Kochi Tuskers Kerala
- League: Indian Premier League

Personnel
- Captain: Mahela Jayawardene
- Coach: Geoff Lawson
- Owner: Rendezvous Sports World

Team information
- City: Kochi, Kerala, India
- Founded: 2011; 15 years ago
- Home ground: Jawaharlal Nehru International Stadium, Kochi
- Capacity: 40000
- Secondary home ground(s): Holkar Cricket Stadium, Indore
- Secondary ground capacity: 30000

= Kochi Tuskers Kerala =

Defunct Kochi-based cricket franchise in the Indian Premier League (2011)

Kochi Tuskers Kerala was a franchise cricket team that played in the Indian Premier League (IPL) representing the city of Kochi, Kerala, India. The team was one of two new franchises added to the IPL for the 2011 season, alongside Pune Warriors India. The team franchise was owned by Kochi Cricket Pvt Ltd., which was a consortium of multiple companies.

==Franchise history==

The auction for expanding the initial eight franchises for the Indian Premier League was held on 22 March 2010. The cities involved were Pune, Ahmedabad, Kochi, Nagpur, Kanpur, Dharamsala, Visakhapatnam, Rajkot, Cuttack, Vadodara, Indore and Gwalior. Two new teams were selected out of 12 cities. Sahara Group made the highest bid in the auction and chose to base its team in Pune, at the cost of US$370m (₹1702 crore). Rendezvous Sports World made the second highest bid of US$333.2m (₹1533 crores), and elected to base its team in Kochi. The two new franchises were sold for a combined sum greater than the combined purchase price of the original eight franchises.

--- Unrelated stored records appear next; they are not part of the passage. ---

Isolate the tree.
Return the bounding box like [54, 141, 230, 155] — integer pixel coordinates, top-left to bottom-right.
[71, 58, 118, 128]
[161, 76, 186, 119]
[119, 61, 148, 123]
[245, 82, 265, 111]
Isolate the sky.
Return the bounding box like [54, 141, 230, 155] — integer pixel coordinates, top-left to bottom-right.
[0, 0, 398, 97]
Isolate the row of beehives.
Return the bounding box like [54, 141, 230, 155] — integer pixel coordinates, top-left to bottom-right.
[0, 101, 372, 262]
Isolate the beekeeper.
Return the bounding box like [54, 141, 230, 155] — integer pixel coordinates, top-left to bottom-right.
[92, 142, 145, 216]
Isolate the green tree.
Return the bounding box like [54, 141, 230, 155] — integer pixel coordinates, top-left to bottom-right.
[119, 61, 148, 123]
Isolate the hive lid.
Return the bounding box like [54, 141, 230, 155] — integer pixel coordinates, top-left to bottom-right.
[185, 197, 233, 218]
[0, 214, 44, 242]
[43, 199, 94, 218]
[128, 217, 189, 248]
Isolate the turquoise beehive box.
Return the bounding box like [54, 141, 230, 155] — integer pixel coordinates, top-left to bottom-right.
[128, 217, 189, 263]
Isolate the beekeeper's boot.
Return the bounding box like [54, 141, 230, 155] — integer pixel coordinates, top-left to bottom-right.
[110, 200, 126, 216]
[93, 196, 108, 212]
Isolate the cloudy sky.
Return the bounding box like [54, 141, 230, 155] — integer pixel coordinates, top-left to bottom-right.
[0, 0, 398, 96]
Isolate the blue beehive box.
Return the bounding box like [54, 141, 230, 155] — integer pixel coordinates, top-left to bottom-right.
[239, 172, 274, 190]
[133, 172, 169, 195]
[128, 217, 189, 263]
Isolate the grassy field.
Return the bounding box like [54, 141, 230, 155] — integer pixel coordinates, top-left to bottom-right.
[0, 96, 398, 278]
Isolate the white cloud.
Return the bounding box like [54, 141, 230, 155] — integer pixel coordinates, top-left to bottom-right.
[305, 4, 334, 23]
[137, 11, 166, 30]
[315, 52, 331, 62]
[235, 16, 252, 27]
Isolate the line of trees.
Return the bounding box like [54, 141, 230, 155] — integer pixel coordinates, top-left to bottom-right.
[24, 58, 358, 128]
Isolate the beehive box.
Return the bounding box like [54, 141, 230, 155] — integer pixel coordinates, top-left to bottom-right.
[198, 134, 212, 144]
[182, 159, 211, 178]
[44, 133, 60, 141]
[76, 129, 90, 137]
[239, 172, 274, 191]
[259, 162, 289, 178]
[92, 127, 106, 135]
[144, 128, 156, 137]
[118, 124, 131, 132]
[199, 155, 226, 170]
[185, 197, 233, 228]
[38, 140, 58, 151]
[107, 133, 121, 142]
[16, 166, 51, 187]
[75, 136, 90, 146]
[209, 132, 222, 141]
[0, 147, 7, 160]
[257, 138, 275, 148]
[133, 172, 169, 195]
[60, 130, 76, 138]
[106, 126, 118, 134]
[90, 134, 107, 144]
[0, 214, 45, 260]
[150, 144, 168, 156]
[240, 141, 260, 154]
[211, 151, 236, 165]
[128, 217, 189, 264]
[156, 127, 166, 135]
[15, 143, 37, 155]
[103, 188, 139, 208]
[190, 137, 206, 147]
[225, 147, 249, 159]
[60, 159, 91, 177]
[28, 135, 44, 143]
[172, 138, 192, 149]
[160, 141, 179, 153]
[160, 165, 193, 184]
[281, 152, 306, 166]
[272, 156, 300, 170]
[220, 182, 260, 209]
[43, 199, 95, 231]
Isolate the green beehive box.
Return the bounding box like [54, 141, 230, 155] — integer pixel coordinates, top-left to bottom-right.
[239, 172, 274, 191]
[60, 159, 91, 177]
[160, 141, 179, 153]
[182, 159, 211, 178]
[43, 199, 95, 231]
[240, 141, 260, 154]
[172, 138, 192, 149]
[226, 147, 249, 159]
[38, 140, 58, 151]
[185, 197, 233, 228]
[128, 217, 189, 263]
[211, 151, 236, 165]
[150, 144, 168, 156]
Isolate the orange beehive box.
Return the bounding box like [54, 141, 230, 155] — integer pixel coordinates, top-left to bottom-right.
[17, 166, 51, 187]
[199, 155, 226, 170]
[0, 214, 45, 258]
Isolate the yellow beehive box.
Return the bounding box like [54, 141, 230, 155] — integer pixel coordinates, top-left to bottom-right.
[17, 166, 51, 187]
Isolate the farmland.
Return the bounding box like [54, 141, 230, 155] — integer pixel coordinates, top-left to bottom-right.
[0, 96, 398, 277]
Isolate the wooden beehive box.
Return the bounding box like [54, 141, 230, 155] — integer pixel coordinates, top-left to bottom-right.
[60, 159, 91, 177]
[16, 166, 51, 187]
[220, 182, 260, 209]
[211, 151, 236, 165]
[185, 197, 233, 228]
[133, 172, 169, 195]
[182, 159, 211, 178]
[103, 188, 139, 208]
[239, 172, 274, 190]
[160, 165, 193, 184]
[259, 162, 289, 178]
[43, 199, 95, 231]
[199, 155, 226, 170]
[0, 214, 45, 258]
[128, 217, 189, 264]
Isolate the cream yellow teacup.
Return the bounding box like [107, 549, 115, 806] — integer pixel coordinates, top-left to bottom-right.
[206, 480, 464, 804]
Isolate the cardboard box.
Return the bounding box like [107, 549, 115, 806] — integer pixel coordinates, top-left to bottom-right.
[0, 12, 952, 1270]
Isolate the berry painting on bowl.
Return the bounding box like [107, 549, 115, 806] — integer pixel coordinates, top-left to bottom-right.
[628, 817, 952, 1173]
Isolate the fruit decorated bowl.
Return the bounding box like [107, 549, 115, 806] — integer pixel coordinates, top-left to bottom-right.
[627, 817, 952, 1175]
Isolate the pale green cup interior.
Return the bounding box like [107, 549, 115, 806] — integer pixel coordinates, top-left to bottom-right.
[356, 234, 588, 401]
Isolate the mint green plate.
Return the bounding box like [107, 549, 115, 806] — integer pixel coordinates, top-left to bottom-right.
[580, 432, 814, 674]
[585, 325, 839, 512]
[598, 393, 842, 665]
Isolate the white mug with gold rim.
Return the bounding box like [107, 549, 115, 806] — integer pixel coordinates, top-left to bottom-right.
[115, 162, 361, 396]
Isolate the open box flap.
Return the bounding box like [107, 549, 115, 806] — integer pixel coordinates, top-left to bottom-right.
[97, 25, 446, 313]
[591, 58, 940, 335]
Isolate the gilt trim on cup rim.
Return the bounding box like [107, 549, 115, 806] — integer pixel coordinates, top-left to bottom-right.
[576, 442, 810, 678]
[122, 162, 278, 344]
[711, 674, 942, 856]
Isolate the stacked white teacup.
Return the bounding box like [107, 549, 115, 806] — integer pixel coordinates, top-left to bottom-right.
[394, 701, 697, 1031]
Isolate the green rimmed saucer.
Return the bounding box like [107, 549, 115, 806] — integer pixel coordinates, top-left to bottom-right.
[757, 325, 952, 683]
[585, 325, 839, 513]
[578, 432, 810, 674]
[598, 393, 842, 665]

===Team name and home ground issues===
The franchise initially announced that the name of the team would be "Indi Commandos". This led to negative responses worldwide. The franchise management suggested that a move to Ahmedabad was possible, moving the team away from Kochi, due in part to a comparatively high entertainment tax in Kerala (36%). This invoked a mass response on social networks, particularly on Facebook, forcing management to change the team name and logo. A poll on the franchise's official website eventually determined the team name. The decision to move the home ground was dropped when the Corporation of Kochi waived 50% of the entertainment tax levee.

===Termination from the IPL===
Due to a dispute amongst the team owners, the franchise failed to pay the 10% bank guarantee element of the franchise fee which was supposed to be paid before the 2011 season began. The BCCI claimed that it had sent several requests for payment to the franchise owners but received no response. On 19 September 2011, then BCCI president N. Srinivasan announced that the franchise was being terminated because it had failed to provide the bank guarantee. On 14 October 2011, the IPL Governing Council announced that there would be only nine teams participating in 2012 after the Kochi franchise was expelled. The players from the team were auctioned to other franchises in the 2012 IPL player auction. Players who attracted no bids had their salaries covered via the team's bank guarantee from the previous season.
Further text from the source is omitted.